Hace años, tal vez muchos, leí Y retiemble en sus centros la tierra, de Gonzalo Celorio. Notable novela que cuenta la historia de un académico de la UNAM, que termina decadente deambulando por el Centro Histórico de la Ciudad de México con la única compañía de sus perturbadores fantasmas. Hace poco tuve el gusto de introducirme en otras páginas de quien es además director de la Academia Mexicana de la Lengua: Los apóstatas, donde nos cuenta la intensa y dramática vida de sus dos hermanos, atravesados por la fe, por la convicción que no los condujo más que al abismo.
Hoy llega a mi escritorio De la carrera de la edad, que es una selección de textos donde el compilador es el propio Celorio, así que se permite incluir crónicas, memorias, discursos, testimonios sin respetar fronteras. Lo dice sin reparos: “La unidad de este libro, si la tiene, soy yo, si la tengo”.
De tantos, me quedo con el texto que ahora comparto, que lo llama simplemente La escritura.
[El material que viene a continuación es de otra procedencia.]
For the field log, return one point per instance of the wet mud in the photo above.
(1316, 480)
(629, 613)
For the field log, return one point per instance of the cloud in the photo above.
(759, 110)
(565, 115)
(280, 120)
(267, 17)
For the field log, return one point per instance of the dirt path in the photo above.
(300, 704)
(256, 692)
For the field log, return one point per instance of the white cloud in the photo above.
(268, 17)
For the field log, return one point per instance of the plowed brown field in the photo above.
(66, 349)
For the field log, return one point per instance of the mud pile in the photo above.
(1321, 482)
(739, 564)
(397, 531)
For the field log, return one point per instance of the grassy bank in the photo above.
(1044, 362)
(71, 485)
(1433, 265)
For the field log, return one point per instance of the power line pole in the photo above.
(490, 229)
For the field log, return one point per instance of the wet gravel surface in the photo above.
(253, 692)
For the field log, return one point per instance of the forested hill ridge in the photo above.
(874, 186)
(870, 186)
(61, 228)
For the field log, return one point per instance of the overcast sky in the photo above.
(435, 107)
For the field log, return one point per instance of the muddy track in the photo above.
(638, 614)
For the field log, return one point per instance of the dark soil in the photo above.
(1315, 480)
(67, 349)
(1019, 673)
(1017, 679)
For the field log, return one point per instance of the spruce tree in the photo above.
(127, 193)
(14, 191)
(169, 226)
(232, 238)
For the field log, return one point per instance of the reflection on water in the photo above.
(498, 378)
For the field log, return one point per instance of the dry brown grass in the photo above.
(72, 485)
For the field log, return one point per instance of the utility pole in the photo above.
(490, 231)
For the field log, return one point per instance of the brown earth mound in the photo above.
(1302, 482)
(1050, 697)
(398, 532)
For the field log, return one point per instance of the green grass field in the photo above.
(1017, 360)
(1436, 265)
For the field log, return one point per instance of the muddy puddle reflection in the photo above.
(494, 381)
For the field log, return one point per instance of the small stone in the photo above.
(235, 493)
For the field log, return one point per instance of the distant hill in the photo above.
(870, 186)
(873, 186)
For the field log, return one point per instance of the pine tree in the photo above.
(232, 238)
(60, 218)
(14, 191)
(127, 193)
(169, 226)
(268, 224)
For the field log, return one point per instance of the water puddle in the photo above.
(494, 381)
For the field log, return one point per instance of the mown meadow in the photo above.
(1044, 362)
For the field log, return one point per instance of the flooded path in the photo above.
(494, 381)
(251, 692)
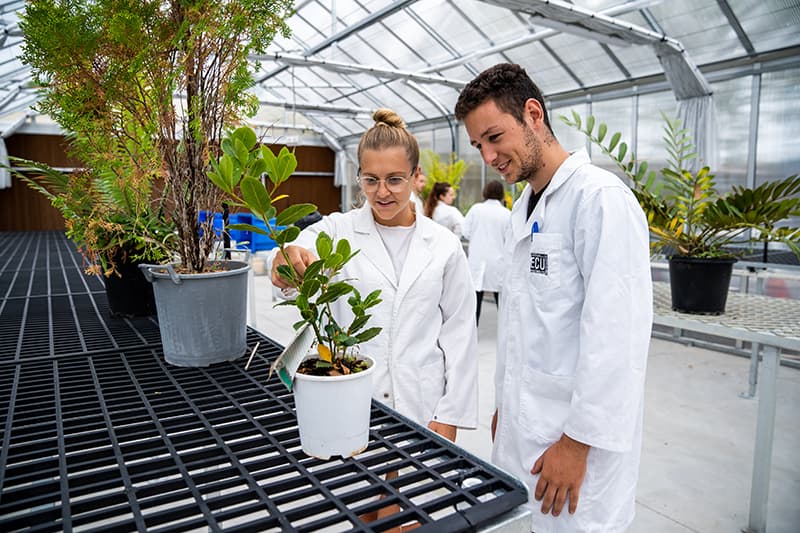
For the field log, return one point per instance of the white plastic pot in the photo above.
(333, 412)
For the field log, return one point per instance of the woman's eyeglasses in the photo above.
(392, 183)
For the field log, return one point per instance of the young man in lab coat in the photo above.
(575, 319)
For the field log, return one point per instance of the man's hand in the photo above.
(300, 259)
(562, 467)
(445, 430)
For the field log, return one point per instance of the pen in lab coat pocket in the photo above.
(534, 229)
Ahí va una selección.
“Al escribir, el hombre cobra conciencia precisamente de la historia, del tiempo que transcurre y que, de no ser por la escritura, todo lo borra en su transcurso, hasta la historia misma. La escritura es, pues, una manera de oponerse al tiempo, de fijarlo y transmitirlo a las generaciones sucesivas; una manera de permanecer. Y en este deseo de trascendencia se finca, magnánima, la literatura (…). La escritura es una herejía necesaria, sin ella, la vida nada significa: mera sucesión de actos que el olvido pulveriza”.
Lo sé, lo aprendí desde la muerte de mi padre: escribir es desafiar al tiempo.
Pero el ejercicio es denso, áspero, difícil. El oficio cuesta, asusta, lastima, porque “ese es el enorme reto de la escritura: hacer un río de un vaso de agua”. Evoca Celorio su lejana infancia y la exigencia materna de no levantarse de la mesa sin antes haber dejado el plato vacío. Así es escribir, es sentirse intimidado frente a la pantalla en blanco que se niega a llenarse y no claudicar; sentado -recuerda Celorio- “horas enteras, quizá sin escribir una sola palabra, pero sin levantarme. Tal es la disciplina que la vocación exige”.
Cita el novelista a Thomas Mann, quien afirmaba que “la única diferencia entre el escritor y quien no lo es consiste en que al escritor le cuesta mucho trabajo escribir”. Cierto, “escribir no es una elección sino un destino”. A quienes nos apasiona el jugueteo con las palabras, las ideas y las historias, vivimos entre la angustia y el encanto:
“Así como nada me parece más arduo y más dificultoso que escribir, nada disfruto más que haber escrito. Mi mayor gozo es que la palabra buscada durante horas, durante días, acaso durante años, de pronto se aparezca, resplandeciente, para instalarse en la mitad de la página. No hay placer más grande que ver iluminada en la palabra la oscuridad caótica de la que procedía”.
En fin, esta es mi república, y si sucede en un café, con vista y atmósfera, es el mejor regalo.
Hugo José Suárez. Investigador de la UNAM. Miembro de la Academia Boliviana de la Lengua.